The approach for abdominal aortic aneurysms (AAAs) larger than 55 mm is well defined due to the risk of rupture being higher than 10% per year, and a 30-day perioperative mortality rate between 2.5% and 5%. However, the approach for small asymptomatic AAAs is less well defined. There are different definitions given to describe a small AAA. The one the authors accepted and applied is "a localized, permanent and irreversible dilation of the aorta of at least 50% in relation to the normal adjacent infrarenal or suprarenal aorta, with a maximum diameter between 30-55 mm". The investigators of the largest study on small AAAs (United Kingdom Small Aneurysm Trial [UK-SAT]) concluded, in brief, that ultrasound monitoring is the most appropriate solution because the results do not support a policy of surgical restoration for AAAs with a diameter of between 40 mm and 55 mm.

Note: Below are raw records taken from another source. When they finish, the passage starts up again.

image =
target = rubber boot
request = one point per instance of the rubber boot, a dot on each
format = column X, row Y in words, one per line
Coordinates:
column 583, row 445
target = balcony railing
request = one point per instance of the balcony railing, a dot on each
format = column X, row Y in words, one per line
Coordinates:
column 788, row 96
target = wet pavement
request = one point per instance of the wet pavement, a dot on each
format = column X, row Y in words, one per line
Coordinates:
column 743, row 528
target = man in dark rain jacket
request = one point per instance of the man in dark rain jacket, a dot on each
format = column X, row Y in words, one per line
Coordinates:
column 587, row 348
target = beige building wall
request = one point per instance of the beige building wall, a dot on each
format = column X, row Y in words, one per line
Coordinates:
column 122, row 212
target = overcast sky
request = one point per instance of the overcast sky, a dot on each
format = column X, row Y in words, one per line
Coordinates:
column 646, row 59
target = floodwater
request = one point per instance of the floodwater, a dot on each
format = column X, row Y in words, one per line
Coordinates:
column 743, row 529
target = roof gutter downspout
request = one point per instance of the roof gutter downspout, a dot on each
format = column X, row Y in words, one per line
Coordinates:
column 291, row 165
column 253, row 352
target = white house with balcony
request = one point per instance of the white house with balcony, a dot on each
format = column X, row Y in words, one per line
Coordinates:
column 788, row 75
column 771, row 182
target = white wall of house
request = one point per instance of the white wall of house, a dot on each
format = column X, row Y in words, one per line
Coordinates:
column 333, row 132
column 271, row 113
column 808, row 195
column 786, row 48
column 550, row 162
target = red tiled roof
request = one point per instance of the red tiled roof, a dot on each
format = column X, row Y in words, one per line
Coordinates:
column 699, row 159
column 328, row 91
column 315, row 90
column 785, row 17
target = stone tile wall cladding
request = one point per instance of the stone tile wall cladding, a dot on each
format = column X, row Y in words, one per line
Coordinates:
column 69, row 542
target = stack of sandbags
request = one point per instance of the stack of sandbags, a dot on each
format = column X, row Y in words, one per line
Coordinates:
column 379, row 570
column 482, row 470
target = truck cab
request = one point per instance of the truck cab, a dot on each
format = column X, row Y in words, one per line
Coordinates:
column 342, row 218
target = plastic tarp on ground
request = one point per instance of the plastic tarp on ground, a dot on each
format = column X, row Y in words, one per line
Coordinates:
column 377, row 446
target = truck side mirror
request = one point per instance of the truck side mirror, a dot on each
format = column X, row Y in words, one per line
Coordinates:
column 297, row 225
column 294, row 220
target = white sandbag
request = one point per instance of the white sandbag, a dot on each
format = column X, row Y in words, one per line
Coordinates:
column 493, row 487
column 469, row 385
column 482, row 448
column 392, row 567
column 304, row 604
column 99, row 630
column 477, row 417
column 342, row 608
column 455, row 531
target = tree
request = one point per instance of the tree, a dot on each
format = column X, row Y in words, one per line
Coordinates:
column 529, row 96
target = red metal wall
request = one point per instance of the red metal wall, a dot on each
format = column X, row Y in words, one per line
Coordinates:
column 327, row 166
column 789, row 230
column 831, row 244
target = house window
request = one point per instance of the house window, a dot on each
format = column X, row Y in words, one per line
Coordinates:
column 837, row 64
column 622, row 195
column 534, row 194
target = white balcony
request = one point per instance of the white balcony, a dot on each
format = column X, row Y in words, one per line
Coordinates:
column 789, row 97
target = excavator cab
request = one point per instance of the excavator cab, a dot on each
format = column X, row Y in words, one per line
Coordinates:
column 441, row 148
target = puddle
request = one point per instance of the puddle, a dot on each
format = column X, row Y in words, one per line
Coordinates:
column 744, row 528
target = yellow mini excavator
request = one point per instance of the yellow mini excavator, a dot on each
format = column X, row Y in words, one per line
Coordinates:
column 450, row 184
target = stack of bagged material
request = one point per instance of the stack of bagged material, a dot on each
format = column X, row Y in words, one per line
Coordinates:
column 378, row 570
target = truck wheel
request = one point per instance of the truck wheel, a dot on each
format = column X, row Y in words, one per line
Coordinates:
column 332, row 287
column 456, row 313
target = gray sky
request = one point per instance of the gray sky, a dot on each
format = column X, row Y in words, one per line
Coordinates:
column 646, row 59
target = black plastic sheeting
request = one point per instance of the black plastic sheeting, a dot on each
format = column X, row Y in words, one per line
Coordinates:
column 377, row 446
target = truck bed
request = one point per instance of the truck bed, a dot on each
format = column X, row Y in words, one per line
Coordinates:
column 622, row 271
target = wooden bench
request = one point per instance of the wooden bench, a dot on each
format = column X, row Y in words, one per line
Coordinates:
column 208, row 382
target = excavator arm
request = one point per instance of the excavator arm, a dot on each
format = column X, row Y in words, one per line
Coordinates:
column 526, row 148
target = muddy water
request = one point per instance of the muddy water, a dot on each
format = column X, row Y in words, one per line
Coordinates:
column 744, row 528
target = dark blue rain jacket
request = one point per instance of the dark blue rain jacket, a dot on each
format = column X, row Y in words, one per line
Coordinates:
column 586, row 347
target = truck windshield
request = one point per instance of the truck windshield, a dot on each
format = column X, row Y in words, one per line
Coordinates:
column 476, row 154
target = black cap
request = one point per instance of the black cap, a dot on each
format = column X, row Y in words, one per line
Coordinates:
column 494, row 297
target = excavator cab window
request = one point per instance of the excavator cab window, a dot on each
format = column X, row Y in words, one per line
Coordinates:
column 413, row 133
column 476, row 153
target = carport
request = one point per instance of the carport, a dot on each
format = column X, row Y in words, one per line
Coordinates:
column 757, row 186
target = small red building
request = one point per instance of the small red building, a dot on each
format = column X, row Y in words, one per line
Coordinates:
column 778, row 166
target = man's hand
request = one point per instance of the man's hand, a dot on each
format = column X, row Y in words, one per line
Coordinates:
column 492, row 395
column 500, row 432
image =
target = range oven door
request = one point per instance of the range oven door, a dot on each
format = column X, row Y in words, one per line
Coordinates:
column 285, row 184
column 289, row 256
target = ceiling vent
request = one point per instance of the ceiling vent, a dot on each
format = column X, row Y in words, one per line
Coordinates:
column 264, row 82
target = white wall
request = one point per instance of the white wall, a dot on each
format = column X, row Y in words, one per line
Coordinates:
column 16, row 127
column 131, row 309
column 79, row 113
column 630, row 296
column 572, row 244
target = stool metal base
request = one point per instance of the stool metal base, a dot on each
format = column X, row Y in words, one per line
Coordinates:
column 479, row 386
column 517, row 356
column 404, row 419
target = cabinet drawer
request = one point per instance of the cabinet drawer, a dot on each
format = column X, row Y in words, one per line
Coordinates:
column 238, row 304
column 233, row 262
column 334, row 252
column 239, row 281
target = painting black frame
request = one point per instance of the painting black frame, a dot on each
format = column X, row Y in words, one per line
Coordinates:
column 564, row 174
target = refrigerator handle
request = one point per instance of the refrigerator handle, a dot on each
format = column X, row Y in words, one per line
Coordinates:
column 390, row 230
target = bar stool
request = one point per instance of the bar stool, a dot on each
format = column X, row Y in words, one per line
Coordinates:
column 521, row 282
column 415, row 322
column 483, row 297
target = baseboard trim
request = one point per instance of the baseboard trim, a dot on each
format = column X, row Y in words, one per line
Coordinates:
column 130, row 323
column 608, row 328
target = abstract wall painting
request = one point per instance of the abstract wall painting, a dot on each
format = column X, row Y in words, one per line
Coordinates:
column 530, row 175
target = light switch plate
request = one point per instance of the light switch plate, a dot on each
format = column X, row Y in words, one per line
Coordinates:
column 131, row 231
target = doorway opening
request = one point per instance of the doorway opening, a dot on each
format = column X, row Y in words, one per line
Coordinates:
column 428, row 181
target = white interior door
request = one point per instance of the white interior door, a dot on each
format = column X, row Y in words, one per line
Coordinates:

The aim of the present review article is to highlight several challenges that could change the limits or create a more flexible deciding factor in the management of AAAs. There are multiple factors that influence surgical decision-making, and the limit on aneurysm diameter that indicates surgery should depend on the patient's age, life expectancy, general status, associated diseases, diameter in relation to body mass, risk factors, sex, anxiety and compliance during the follow-up period. Monitoring is an acceptable alternative for AAAs between 40 mm and 55 mm, and is probably the best solution for high-risk patients. Surgery is the most reasonable solution for patients who are at moderate risk, have a significant life expectancy, are less than 70 to 75 years of age, and/or have aortic aneurysms larger than 50 mm.